Congratulations to the Kaneland Knights, 2011 Class 3A state baseball champions.
That has a nice ring to it, doesn't it?
Here's one last look back at a team that caught fire in the last month of the season, going from 13-10 on May 10 to a 26-10 final record with 13 straight wins to close the season.
Biggest scare: It turned out to be Marian Central in the sectional semifinals at Rochelle.
The Knights trailed 3-1 in the seventh inning and Marian brought in its closer Steve Zubrzycki, who at that point was 6 for 6 in save chances.
Make it 6 for 7.
Kaneland watched leadoff hitter Kyle Davidson open the inning with an out. But the game changed suddenly when Corey Landers drew a walk on a 3-2 pitch, Joe Camiliere doubled to deep right and Bobby Thorson launched a 3-run home run to put Kaneland ahead to stay.
Most impressive statistic: I'll vote for the defense Kaneland played in the postseason, which started with a perfect game win over IMSA and ended in perfect fashion at Silver Cross Field in Joliet.
The Knights made 5 errors in the 7 games, none of them costly, while their opponents had 18. Kaneland turned 4 double plays at state and were tested often against two good hitting teams.
"We've been looking at this game as 80 percent defense, 20 percent offense," Knights second baseman Brian Dixon said. "We play our game, we play defense and the hits will come. And they did."
The difference in defense was even more pronounced in the supersectional and two state games when Kaneland made 2 errors and its opponents 11.
"I can't remember the last time we've made costly errors," first baseman Sam Komel said. "We've been solid defensively for awhile now."
Second most impressive statistic: The 24 hits in two state games -- especially considering the caliber of pitching the Knights faced.
First Kaneland attacked Waterloo ace A.J. Crutchfield, who entered the state tournament with a 9-1 record and 1.11 ERA. The Knights knocked him out in the fourth inning.
Then Oak Forest threw Kyle Linares. He had been 5-0 with a 1.48 ERA during the year -- but the Knights tagged him for 7 runs in his 4 1/3 innings.
Dixon, the Knights' No. 8 hitter, led the charge with a 3-for-4 day and 4 RBI in the state championship game.
"I'm happiest for Brian Dixon," Kaneland coach Brian Aversa said. "Great game, great way to end his senior year. He's wanted to contribute so much. He's been such a great defensive player. And finally he busted open the last game of the year. He did a wonderful job getting all those runs in for us. Great glove, today he just blew up."
Aversa had praise for the way Dixon and No. 7 hitter Jake Razo combined to go 8-for-15 at state.
"They are scrappy kids," Aversa said. "They will scratch and claw and give you everything that they have. They are always hustling and good things happen to people who hustle."
Razo along with lefty Drew Peters, the winner of the state championship game along with three other postseason wins, catcher Tyler Heinle and his brother Trevor Heinle at shortstop figure to be the leaders of Kaneland's 2012 team.
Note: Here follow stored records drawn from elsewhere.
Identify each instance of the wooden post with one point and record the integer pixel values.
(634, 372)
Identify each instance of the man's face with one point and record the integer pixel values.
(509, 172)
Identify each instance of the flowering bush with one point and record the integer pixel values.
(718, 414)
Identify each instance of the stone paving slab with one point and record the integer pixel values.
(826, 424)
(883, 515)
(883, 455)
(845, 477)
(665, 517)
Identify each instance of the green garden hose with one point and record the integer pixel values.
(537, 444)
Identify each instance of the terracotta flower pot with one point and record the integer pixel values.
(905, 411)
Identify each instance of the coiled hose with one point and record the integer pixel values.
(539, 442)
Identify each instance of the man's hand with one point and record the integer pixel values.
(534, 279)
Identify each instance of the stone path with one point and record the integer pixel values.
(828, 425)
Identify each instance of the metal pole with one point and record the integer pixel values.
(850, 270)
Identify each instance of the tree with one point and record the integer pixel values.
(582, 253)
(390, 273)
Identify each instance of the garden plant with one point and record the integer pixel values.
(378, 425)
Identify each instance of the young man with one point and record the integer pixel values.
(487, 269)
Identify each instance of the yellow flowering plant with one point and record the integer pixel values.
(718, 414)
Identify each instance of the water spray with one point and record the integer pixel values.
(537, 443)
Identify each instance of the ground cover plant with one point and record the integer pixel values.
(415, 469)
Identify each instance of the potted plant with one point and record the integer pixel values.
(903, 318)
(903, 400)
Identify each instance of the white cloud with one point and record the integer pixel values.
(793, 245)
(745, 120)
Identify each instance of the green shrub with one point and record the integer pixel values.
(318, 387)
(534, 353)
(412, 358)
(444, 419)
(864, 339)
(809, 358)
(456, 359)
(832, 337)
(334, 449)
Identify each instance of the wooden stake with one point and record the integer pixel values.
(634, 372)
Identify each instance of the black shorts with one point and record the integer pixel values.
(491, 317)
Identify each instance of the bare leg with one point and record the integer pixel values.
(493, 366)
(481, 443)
Scheduling to win: The Knights started the year 2-4. Much more important than the record were the teams Kaneland played: Plainfield North, New Trier, Warren and Cary-Grove, among others.
"This winter, I sat down at my computer and said I'm going to put the toughest schedule together I possibly can," Aversa said. "I told guys we'll take some lumps. I told them it would prepare us for the end of the season and we can do some damage then. It turned out to be pretty prefect."
MVP: The answer is Thorson, who improved to 7-3 by winning the state semifinal game. His final ERA wound up at 0.83...and we haven't even talked about his impact at the plate with 8 home runs, 51 RBI and a .417 batting average.
But I'll take the easy way out and split it between Kaneland's senior class.
Thorson, shortstop/pitcher Davidson, left fielder Landers, center fielder Joe Camiliere, first baseman Komel, third baseman Drew French and Dixon at second base all took turns making plays in the team's seven postseason wins.
The Knights wouldn't have won a state title without each player stepping up at one time or another.
"Our senior class is a very special class," Aversa said. "We can't replace those guys. We'll have to find guys to step up next year and carry on this Kaneland tradition."
That's quite a tradition Kaneland is building.